Sul punto, quindi, dopo circa due anni di indagini, nel febbraio 2018, poi confermata in
appello a gennaio 2019, interveniva una sentenza di condanna a 13 anni di reclusione per
associazione mafiosa, intestazione fittizia di beni, violenza privata, gioco d’azzardo, reati
fiscali, usura e lesioni. In altre parole, le investigazioni disposte dalla Direzione Distrettuale Antimafia di Messina ed eseguite dai militari del G.I.C.O. avrebbero documentato come, nonostante diverse assoluzioni, La valle risultasse figura di rilievo nel panorama mafioso cittadino, in grado, da un lato, di imporre la collocazione delle apparecchiature presso gli esercizi commerciali della zona, dall’altro, garantire agli esercenti accondiscendenti di poter godere della connessa protezione mafiosa del clan.
A tal riguardo, oltre a documentare come la protezione si dispiegasse anche mediante
servizi di vigilanza e ronde notturne, si acquisiva come alcuni titolari di sale giochi,
destinatari di furti, anziché rivolgersi alle forze di polizia per denunciare l’accaduto,
dapprima valutassero la possibilità di rivolgersi a consorterie mafiose catanesi, per poi
decidere di richiedere l’intervento dell’organizzazione mafiosa riferibile al La Valle,
autonomamente in grado di assicurare la restituzione delle somme oggetto di furto, nel
rispetto dei rapporti di forza tra organizzazioni criminali a competenza territoriale diversa.

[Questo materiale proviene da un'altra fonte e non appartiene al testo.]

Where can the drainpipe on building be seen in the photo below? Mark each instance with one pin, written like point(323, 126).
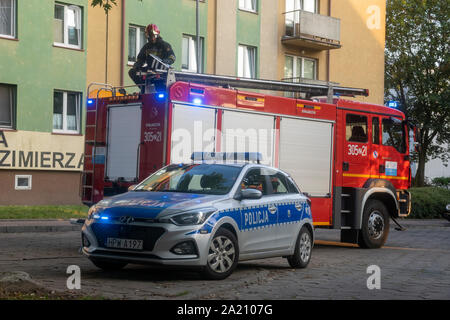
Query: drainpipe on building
point(197, 36)
point(122, 46)
point(106, 59)
point(328, 51)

Ma il controllo delle dinamiche criminali restituito dalle indagini è risultato ben più ampio.
Emblematico, al riguardo, è il caso del violento pestaggio di un avventore di origine cinese,
reo di essere stato “fortunato”: per sua sventura si trovava a giocare nel momento in cui la
macchinetta videopoker, manomessa con appositi software, avrebbe garantito una vincita
“non autorizzata” dal gruppo mafioso e dal La Valle.
In sintesi sono emersi non solo una pluralità indefinita di comportamenti criminali indicativi
di un profilo del La Valle soggetto socialmente pericoloso, ma anche una significativa disponibilità di risorse finanziarie, anche rese accessibili agli esponenti del clan, in assolvimento del suo ormai accertato ruolo di “cassiere”.
Da qui le investigazioni economico–patrimoniali riferite ad un trentennio per quantificare e aggredire l’enorme patrimonio dell’imprenditore, che, consapevole della propria caratura criminale e della concreta possibilità di vedersi sequestrare l’intero impero criminale, avrebbe gestito di fatto – avvalendosi dell’apporto di fidati prestanome, diverse attività economiche: società di noleggio di apparecchi da gioco, sale giochi, un distributore di carburanti, una rivendita di generi di monopolio. Analogamente, si documentava come ulteriori investimenti immobiliari risultassero fittiziamente intestati a propri familiari. Da qui il Tribunale di Messina – sezione misure di prevenzione – ha disposto il sequestro, per un valore complessivo di stima di oltre dieci milioni di euro.